Les deux pays ont également convenu d'établir un groupe de travail interagences pour accorder une attention particulière à la menace croissante des drones et des missiles à guidage de précision produits par l'Iran et fournis à ses mandataires dans la région du Moyen-Orient.
Pendant ce temps, de l'autre côté de l'océan, les contacts indirects entre les délégations américaine et iranienne se poursuivent. L'ambassadeur chinois auprès de l'ONU à Vienne, Wang Qun, a déclaré que "nous constatons d'importants progrès, mais aussi d'importantes différences". Le diplomate a déclaré que "la séquence de mesures visant à rétablir le JCPOA a sa valeur. Nous devons d'abord déterminer ce qui est bien et ce qui est mal. Tout d'abord, les États-Unis sont sortis (de l'accord) et devraient donc lever leurs sanctions en premier, avant que l'Iran ne remplisse ses obligations".

Le négociateur iranien, Abas Araqchi, a assuré que lors de ce nouveau cycle de négociations, des progrès ont été réalisés et que "le groupe de travail sur le nucléaire et celui sur la levée des sanctions commenceront aujourd'hui la rédaction (d'un projet d'accord)", selon l'agence de presse EFE.

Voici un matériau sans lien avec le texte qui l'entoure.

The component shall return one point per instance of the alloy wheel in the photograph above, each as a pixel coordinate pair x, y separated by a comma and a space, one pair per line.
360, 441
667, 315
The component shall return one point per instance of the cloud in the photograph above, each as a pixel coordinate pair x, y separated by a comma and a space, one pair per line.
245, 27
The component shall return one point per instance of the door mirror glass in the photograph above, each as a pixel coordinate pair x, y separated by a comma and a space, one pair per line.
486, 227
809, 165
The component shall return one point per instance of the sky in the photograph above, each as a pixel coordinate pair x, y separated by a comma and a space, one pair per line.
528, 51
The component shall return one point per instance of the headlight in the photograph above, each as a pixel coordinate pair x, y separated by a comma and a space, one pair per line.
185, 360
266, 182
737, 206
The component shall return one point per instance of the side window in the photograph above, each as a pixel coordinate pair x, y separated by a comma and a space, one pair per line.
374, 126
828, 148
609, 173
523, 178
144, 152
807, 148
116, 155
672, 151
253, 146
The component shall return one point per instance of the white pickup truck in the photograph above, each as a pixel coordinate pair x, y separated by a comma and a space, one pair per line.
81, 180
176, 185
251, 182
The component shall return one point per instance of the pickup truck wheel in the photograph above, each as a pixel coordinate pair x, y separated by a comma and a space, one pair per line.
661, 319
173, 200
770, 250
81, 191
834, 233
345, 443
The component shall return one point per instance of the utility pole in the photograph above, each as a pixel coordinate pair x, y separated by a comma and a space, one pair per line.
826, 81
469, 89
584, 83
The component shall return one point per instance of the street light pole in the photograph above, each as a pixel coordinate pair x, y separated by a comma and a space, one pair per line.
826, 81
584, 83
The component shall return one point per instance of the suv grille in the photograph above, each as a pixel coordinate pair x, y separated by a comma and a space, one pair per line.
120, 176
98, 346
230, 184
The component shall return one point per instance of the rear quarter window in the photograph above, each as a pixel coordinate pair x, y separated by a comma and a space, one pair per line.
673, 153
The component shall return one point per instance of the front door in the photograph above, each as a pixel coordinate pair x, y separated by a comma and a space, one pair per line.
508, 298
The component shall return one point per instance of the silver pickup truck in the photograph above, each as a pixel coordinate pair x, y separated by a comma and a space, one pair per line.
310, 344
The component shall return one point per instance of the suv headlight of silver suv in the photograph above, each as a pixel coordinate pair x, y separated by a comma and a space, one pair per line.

Les prochaines semaines sont décisives pour toutes les parties, le temps joue contre elles, et prolonger trop longtemps ces négociations pourrait entraîner une lassitude qui ne profiterait en rien au retour au pacte nucléaire. L'Iran et les États-Unis attendent de l'autre qu'il fasse le premier pas, et c'est le principal obstacle à la reprise d'un pacte qui implique une confiance mutuelle entre les deux pays, complètement rompue en 2018.